The draft law also raised the cap on Advertising and Promotion expense from 10 per cent to 15 per cent. Do you think it is reasonable or not, because previously many foreign invested enterprises proposed to remove this cap?
This positively shows the responsiveness of the Government and authorities upon hearing and observing the obstacles from applying tight tax policies in business community. We see this as a positive step towards the eventual full removal of the cap.
However, in the aspect of state management, the cap is necessary to ensure the budget collection and will restrict enterprises to take advantages of open policies to raise deductible costs to avoid tax obligation.
Recently, many big foreign invested enterprises are under tax scrutiny due to some signs of transfer pricing. What is your viewpoint about this matter?
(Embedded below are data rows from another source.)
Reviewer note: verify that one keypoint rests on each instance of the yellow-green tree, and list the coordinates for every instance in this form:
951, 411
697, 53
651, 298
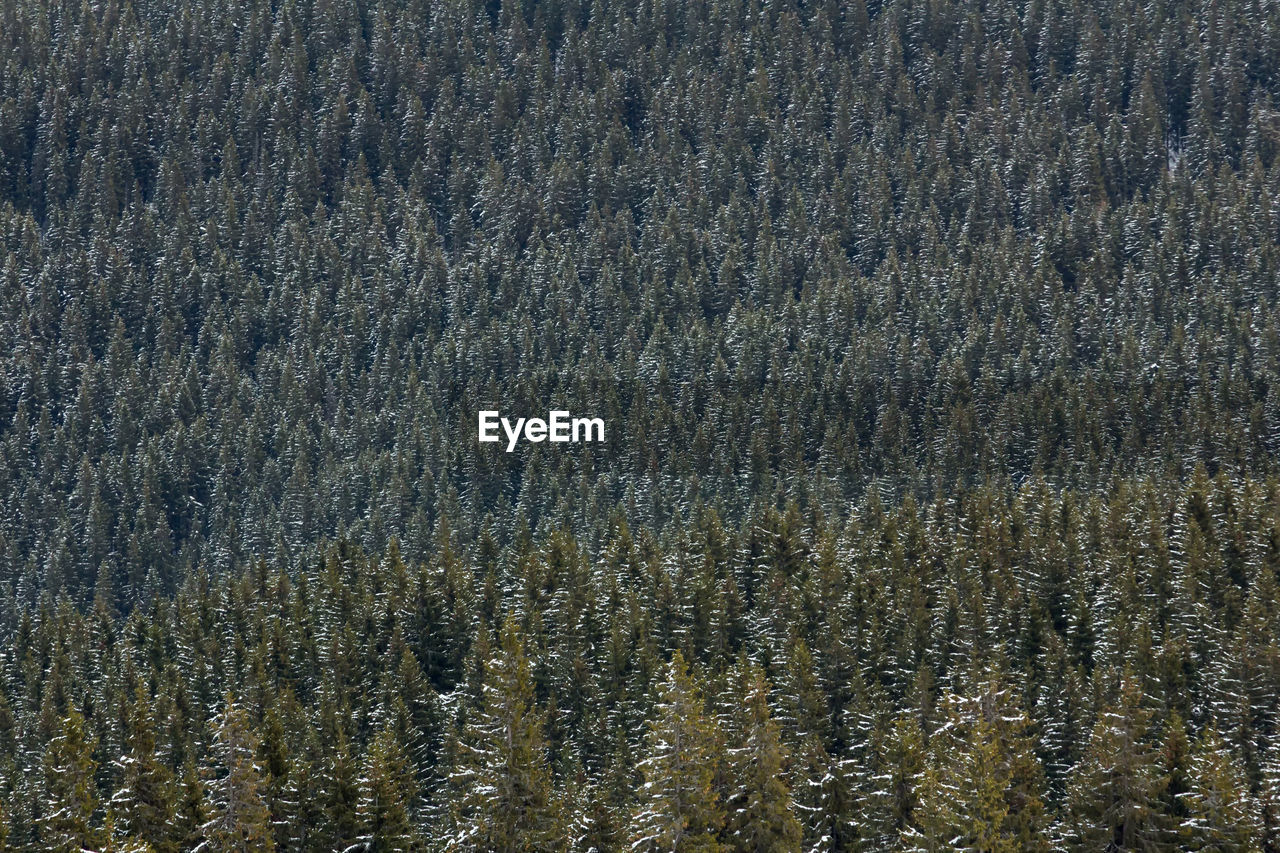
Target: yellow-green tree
679, 810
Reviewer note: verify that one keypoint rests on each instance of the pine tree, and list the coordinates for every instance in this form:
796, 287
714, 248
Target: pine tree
238, 820
1221, 816
385, 798
142, 806
67, 820
1111, 793
506, 803
982, 787
760, 813
679, 810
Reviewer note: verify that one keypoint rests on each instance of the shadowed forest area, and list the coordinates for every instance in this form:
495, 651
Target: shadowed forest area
938, 352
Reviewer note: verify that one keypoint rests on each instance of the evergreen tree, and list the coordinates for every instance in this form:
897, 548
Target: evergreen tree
504, 799
1111, 793
1221, 815
68, 812
238, 820
142, 807
760, 813
679, 808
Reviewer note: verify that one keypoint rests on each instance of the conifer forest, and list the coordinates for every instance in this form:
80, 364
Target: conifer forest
937, 351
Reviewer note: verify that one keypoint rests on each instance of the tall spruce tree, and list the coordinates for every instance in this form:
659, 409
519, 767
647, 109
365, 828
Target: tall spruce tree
503, 783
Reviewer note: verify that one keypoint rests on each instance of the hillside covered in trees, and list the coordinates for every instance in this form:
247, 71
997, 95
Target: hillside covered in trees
938, 350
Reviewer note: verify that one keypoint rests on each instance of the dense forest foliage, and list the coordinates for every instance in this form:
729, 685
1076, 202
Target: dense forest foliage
938, 349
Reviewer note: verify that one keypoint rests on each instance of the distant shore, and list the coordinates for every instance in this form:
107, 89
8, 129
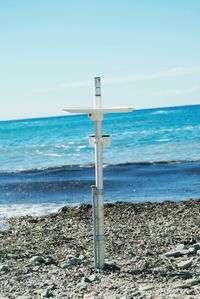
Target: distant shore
152, 251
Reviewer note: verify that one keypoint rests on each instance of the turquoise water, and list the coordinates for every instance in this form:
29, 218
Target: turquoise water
47, 163
143, 135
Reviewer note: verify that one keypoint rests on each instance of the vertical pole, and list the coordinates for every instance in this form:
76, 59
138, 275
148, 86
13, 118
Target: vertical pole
98, 198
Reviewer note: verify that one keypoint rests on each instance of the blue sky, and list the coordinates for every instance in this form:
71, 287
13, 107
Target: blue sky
147, 53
In fact, transfer pricing is one of the most significant tax issues faced by taxpayers worldwide especially for multi-national companies. The matter is that whether or not transfer pricing structure is considered reasonable and acceptable in accordance with arms’ length basis, which would not cause any issue if the enterprises distribute/allocate profit fairly in each stage of their supply chain in comparison with other transactions in the market.
In some sectors with monopoly characteristics, the tax agency faced with more difficulties to inspect transfer pricing. Due to inadequate information and data system, and restricted connection with regional tax agencies, the tax agency had not had enough basis to prove the signs of transfer pricing.
The Law on Tax Administration will apply Advanced Pricing Agreement (APA) as a measure to restrict transfer pricing situation. Do you think this measure will be really effective?
I think in general, the application of APA is a good trend in anti- transfer pricing in Vietnam. However, an important point of APA is that it must be accepted by the tax authorities prior for the parties to implement the transactions, while it is very difficult to define whether APA is reasonable or not. Therefore, for APA to work efficiently in Vietnam, it requires much time and the synchronization of related legal regulations and frameworks.
What do you think about accounting firms’ responsibility in anti-transfer pricing?
Actually the accounting firms do not help enterprises to dodge tax. If we see in the positive aspect, developing a good transfer pricing structure would help optimizing profit generated in each stage of supply and value chain. Specifically, for enterprises working with foreign related parties, accounting firms will support them to structure operating/business model to determine appropriate profit level in each stage, each country, or each sector to support them making right decision.